## pd.get_dummies

https://pandas.pydata.org/docs/reference/api/pandas.get_dummies.html

Convert categorical variable into dummy/indicator variables.

In [1]:
import pandas as pd
import numpy as np

#### Example-0

In [2]:
dic = {'Sex' : ['Male', 'Male', 'Female', 'Female', 'Female', np.nan]}
df = pd.DataFrame(dic)
df.head(7)

Unnamed: 0,Sex
0,Male
1,Male
2,Female
3,Female
4,Female
5,


In [3]:
### Convert Categorical to Numeric - using own function

def function(val):
    if val == 'Male':
        return 1
    else:
        return 0

df['Sex'] = df['Sex'].apply(function)
df.head(7)

Unnamed: 0,Sex
0,1
1,1
2,0
3,0
4,0
5,0


#### Example-1

In [4]:
dic = {'Sex' : ['Male', 'Male', 'Female', 'Female', 'Female', np.nan]}
df = pd.DataFrame(dic)
df.head(7)

Unnamed: 0,Sex
0,Male
1,Male
2,Female
3,Female
4,Female
5,


In [5]:
# Convert Categorical columns to numerical columns using get_dummies
# By default prefix is - Column Name itself 
# By defauly seperator is underscore

temp = pd.get_dummies(df)
temp

Unnamed: 0,Sex_Female,Sex_Male
0,0,1
1,0,1
2,1,0
3,1,0
4,1,0
5,0,0


In [6]:
# We can pass our own prefix as well

pd.get_dummies(df, prefix='Test')

Unnamed: 0,Test_Female,Test_Male
0,0,1
1,0,1
2,1,0
3,1,0
4,1,0
5,0,0


In [7]:
# we can pass the own prefix and prefix_seperator as well

pd.get_dummies(df, prefix='Test', prefix_sep='+')

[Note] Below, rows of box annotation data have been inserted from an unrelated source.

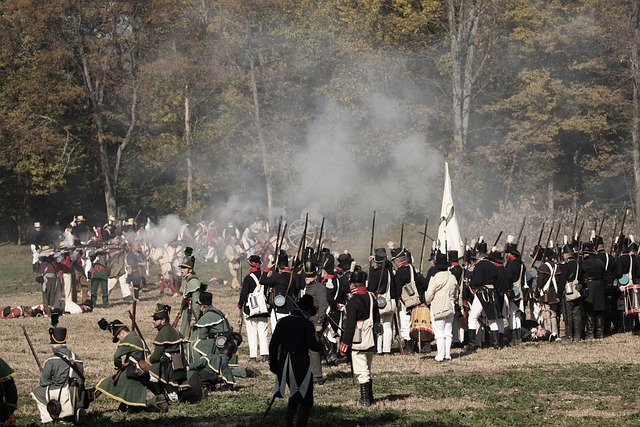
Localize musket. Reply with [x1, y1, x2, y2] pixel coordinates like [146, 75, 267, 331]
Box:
[418, 217, 429, 271]
[129, 310, 151, 354]
[520, 236, 527, 260]
[22, 326, 42, 372]
[516, 216, 527, 245]
[553, 217, 562, 249]
[492, 230, 502, 248]
[273, 217, 284, 268]
[369, 210, 376, 258]
[609, 217, 618, 253]
[571, 210, 578, 238]
[534, 225, 553, 263]
[576, 220, 584, 242]
[529, 222, 544, 268]
[316, 217, 324, 256]
[597, 215, 605, 237]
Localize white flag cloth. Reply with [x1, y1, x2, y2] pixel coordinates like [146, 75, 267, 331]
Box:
[436, 162, 464, 256]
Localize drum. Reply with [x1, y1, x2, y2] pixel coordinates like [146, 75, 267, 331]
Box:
[409, 304, 435, 344]
[624, 284, 640, 316]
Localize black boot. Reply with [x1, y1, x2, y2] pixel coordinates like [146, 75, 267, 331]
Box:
[296, 406, 311, 427]
[467, 329, 478, 351]
[358, 383, 371, 406]
[404, 340, 415, 354]
[490, 331, 500, 350]
[284, 400, 298, 427]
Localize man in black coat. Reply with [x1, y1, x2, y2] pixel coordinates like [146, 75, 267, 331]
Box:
[579, 243, 606, 339]
[269, 295, 322, 426]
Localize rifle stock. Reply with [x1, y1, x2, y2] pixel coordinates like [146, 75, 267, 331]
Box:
[22, 326, 42, 372]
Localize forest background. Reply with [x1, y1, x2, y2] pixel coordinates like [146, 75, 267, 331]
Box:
[0, 0, 640, 243]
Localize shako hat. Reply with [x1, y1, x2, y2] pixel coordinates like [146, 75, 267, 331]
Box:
[296, 294, 317, 316]
[199, 291, 213, 306]
[180, 246, 196, 270]
[373, 248, 387, 264]
[151, 303, 171, 321]
[302, 259, 318, 277]
[349, 269, 367, 286]
[49, 327, 68, 344]
[338, 252, 353, 271]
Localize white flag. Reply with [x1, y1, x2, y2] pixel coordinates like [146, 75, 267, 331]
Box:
[436, 162, 464, 256]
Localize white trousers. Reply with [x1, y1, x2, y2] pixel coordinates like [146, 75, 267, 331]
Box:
[377, 313, 393, 353]
[398, 302, 411, 340]
[107, 274, 131, 298]
[351, 350, 373, 384]
[243, 312, 269, 358]
[468, 297, 502, 331]
[431, 312, 454, 362]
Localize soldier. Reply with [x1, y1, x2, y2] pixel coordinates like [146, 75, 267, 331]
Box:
[126, 241, 147, 301]
[367, 248, 399, 356]
[27, 222, 45, 274]
[391, 247, 428, 354]
[189, 292, 242, 390]
[269, 295, 322, 426]
[536, 248, 562, 341]
[579, 243, 604, 339]
[340, 270, 380, 406]
[31, 326, 88, 424]
[424, 253, 458, 362]
[89, 247, 109, 307]
[38, 245, 64, 307]
[238, 255, 269, 362]
[467, 238, 500, 351]
[302, 259, 329, 385]
[96, 319, 169, 412]
[149, 304, 187, 403]
[260, 251, 299, 333]
[224, 235, 246, 289]
[0, 358, 18, 427]
[180, 247, 202, 340]
[560, 244, 582, 341]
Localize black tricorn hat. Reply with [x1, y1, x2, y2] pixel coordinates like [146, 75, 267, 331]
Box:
[436, 251, 450, 270]
[278, 249, 289, 267]
[109, 319, 129, 342]
[338, 252, 353, 271]
[151, 303, 171, 321]
[200, 291, 213, 305]
[349, 269, 367, 286]
[322, 252, 336, 274]
[391, 248, 405, 260]
[302, 259, 318, 277]
[296, 294, 317, 316]
[49, 328, 68, 344]
[373, 248, 387, 264]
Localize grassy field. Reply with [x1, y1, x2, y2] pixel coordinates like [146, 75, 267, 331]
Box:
[0, 245, 640, 427]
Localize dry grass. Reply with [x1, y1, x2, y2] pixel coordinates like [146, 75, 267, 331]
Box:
[0, 247, 640, 427]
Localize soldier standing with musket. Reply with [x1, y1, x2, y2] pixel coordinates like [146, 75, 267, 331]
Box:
[179, 247, 202, 339]
[302, 255, 329, 385]
[340, 270, 380, 406]
[579, 243, 605, 339]
[467, 238, 500, 351]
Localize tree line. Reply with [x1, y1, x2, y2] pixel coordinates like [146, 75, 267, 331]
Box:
[0, 0, 640, 240]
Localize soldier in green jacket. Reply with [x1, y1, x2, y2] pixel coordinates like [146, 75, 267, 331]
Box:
[149, 304, 187, 402]
[96, 320, 169, 412]
[31, 327, 86, 424]
[180, 251, 202, 338]
[0, 358, 18, 426]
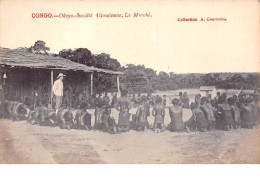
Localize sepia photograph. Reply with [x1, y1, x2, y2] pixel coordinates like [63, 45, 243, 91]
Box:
[0, 0, 260, 164]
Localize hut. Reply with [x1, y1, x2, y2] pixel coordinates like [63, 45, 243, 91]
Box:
[200, 86, 217, 97]
[0, 48, 123, 106]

Unnamed: 0,Test+Female,Test+Male
0,0,1
1,0,1
2,1,0
3,1,0
4,1,0
5,0,0


In [8]:
# Add a column to indicate NaNs if any

pd.get_dummies(df, prefix='Test', prefix_sep='+', dummy_na=True)

Unnamed: 0,Test+Female,Test+Male,Test+nan
0,0,1,0
1,0,1,0
2,1,0,0
3,1,0,0
4,1,0,0
5,0,0,1


In [9]:
# It will remove (drop) first column 

pd.get_dummies(df, prefix='Test', prefix_sep='+', dummy_na=True, drop_first=True)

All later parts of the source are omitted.